Decreased plasma concentration with CYP3A4 inducers (e.g. rifampicin, carbamazepine, phenytoin). Potentiate the action of antipsychotics, barbiturates, propofol, ketamine, sedative antidepressants, antihistamines and centrally acting antihypertensive drugs. Potentially Fatal: Increased plasma concentrations with CYP3A4 inhibitors (e.g. ketoconazole, itraconazole, voriconazole, clarithromycin, telithromycin, boceprevir, nefazodone). Increased risk of profound sedation, respiratory depression, coma and death with opioids (e.g. morphine, meperidine, fentanyl).
Enhanced CNS depressant effects of alcohol. Decreased plasma concentration with St. John’s wort. Increased plasma concentration with grapefruit juice.

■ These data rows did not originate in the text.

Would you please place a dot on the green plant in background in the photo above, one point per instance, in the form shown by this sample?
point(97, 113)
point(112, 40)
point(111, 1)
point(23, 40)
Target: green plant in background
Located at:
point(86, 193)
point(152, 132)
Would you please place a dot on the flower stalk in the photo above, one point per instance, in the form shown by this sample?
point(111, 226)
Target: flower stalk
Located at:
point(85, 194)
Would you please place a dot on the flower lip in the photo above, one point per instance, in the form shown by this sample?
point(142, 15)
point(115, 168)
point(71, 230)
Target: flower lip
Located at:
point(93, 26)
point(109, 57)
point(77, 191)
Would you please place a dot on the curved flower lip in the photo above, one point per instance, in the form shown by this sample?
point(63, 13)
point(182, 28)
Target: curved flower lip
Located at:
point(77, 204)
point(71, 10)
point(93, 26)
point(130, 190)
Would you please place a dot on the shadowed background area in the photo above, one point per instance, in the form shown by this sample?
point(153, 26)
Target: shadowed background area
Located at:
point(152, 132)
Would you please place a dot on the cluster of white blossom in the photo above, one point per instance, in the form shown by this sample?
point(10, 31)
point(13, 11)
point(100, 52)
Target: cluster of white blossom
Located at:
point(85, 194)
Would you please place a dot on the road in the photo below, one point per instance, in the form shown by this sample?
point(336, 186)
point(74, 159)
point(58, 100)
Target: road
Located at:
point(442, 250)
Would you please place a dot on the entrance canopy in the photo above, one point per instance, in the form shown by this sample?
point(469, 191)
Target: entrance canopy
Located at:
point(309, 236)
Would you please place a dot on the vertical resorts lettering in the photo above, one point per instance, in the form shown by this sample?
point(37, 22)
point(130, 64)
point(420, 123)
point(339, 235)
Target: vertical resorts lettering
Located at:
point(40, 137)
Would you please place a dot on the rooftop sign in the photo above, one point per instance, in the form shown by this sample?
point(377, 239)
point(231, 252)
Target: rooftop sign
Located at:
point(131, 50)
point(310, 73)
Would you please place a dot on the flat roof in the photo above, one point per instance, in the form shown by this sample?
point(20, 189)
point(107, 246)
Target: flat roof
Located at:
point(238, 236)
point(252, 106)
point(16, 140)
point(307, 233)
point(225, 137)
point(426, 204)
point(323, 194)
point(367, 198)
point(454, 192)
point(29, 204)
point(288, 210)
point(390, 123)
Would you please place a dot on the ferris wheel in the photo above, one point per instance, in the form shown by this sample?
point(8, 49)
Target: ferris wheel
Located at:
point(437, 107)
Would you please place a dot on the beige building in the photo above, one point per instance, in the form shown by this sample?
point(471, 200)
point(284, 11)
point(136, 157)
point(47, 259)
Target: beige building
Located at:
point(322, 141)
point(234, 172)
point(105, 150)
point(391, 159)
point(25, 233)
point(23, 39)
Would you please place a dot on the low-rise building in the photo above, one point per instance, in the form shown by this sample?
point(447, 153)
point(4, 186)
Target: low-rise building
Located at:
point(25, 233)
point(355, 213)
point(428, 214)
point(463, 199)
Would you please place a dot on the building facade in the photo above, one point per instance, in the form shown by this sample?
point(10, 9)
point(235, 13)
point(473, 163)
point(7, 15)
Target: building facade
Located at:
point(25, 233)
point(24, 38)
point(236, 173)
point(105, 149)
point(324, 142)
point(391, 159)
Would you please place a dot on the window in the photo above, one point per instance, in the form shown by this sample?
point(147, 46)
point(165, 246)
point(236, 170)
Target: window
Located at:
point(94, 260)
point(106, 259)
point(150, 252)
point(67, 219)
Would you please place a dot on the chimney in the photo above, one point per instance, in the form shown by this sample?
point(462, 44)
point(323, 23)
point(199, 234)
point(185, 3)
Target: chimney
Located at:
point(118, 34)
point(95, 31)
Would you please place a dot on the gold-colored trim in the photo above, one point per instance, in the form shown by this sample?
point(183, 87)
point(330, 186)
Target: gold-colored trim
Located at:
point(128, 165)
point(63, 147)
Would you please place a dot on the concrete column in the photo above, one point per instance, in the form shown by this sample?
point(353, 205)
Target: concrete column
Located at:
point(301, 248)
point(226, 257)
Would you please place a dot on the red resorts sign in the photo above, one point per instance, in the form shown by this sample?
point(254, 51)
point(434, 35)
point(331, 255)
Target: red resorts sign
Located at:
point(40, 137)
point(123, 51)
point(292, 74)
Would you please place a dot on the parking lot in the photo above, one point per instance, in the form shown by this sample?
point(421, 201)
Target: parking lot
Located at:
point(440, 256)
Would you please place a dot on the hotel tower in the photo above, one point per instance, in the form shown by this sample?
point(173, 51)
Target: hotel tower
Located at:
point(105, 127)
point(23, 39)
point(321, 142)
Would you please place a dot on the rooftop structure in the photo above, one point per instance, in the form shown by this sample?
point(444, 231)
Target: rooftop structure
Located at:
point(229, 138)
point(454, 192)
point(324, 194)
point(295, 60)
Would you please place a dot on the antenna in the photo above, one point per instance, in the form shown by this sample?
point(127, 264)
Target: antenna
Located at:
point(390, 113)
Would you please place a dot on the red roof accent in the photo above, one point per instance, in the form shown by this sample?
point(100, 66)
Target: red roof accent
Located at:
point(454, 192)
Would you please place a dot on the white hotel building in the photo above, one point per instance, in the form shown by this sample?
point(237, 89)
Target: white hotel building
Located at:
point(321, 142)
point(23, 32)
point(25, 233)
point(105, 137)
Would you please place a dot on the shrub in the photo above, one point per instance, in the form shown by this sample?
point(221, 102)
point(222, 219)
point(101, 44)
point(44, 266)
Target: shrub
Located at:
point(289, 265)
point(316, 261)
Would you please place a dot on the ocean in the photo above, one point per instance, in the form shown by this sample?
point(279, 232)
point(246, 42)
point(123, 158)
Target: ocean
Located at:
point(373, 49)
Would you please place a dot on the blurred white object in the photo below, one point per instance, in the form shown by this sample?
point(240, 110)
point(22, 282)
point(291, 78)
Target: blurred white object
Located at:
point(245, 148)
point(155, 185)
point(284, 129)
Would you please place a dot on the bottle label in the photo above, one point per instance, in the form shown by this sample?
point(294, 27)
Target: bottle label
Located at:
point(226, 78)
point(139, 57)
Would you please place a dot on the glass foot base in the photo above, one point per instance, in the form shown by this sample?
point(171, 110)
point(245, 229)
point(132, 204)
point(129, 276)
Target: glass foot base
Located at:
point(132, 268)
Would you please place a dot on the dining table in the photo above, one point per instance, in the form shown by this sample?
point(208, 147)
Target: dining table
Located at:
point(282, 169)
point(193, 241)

Description: Midazolam binds to stereospecific benzodiazepine receptors on the postsynaptic GABA neuron at various sites within the CNS, including limbic system and reticular formation. Enhancement of the inhibitory effect of GABA on neuronal excitability results by increased neuronal membrane permeability to Cl ions, which results in hyperpolarisation and stabilisation. Onset: Approx 15 minutes; 3-5 minutes (IV); 10-20 minutes (oral). Duration: Up to 6 hours (IM); <2 hours (IV: single dose). Pharmacokinetics: Absorption: Rapidly absorbed. Bioavailability: 40-50% (oral); >90% (IM). Time to peak plasma concentration: 0.5-1 hour (IM); 0.17-2.65 hours (oral). Distribution: Widely distributed in the body, including CSF. Crosses the placenta and enters the breastmilk. Volume of distribution: 1-3.1 L/kg, increased in females, elderly and obesity. Plasma protein binding: Approx 97%, mainly albumin. Metabolism: Extensively metabolised in the liver by CYP3A isoenzyme; 60-70% of biotransformed midazolam is 1-hyrdoxy-midazolam or α-hydroxymidazolam (active metabolite). Excretion: Oral: Via urine (approx 90% within 24 hours; mainly as glucuronide conjugates [60-70%]; <3% as unchanged drug); faeces (approx 2-10% over 5 days). Elimination half-life: 3 hours; 4.2±1.87 hours (IM); <1 hour (active metabolite).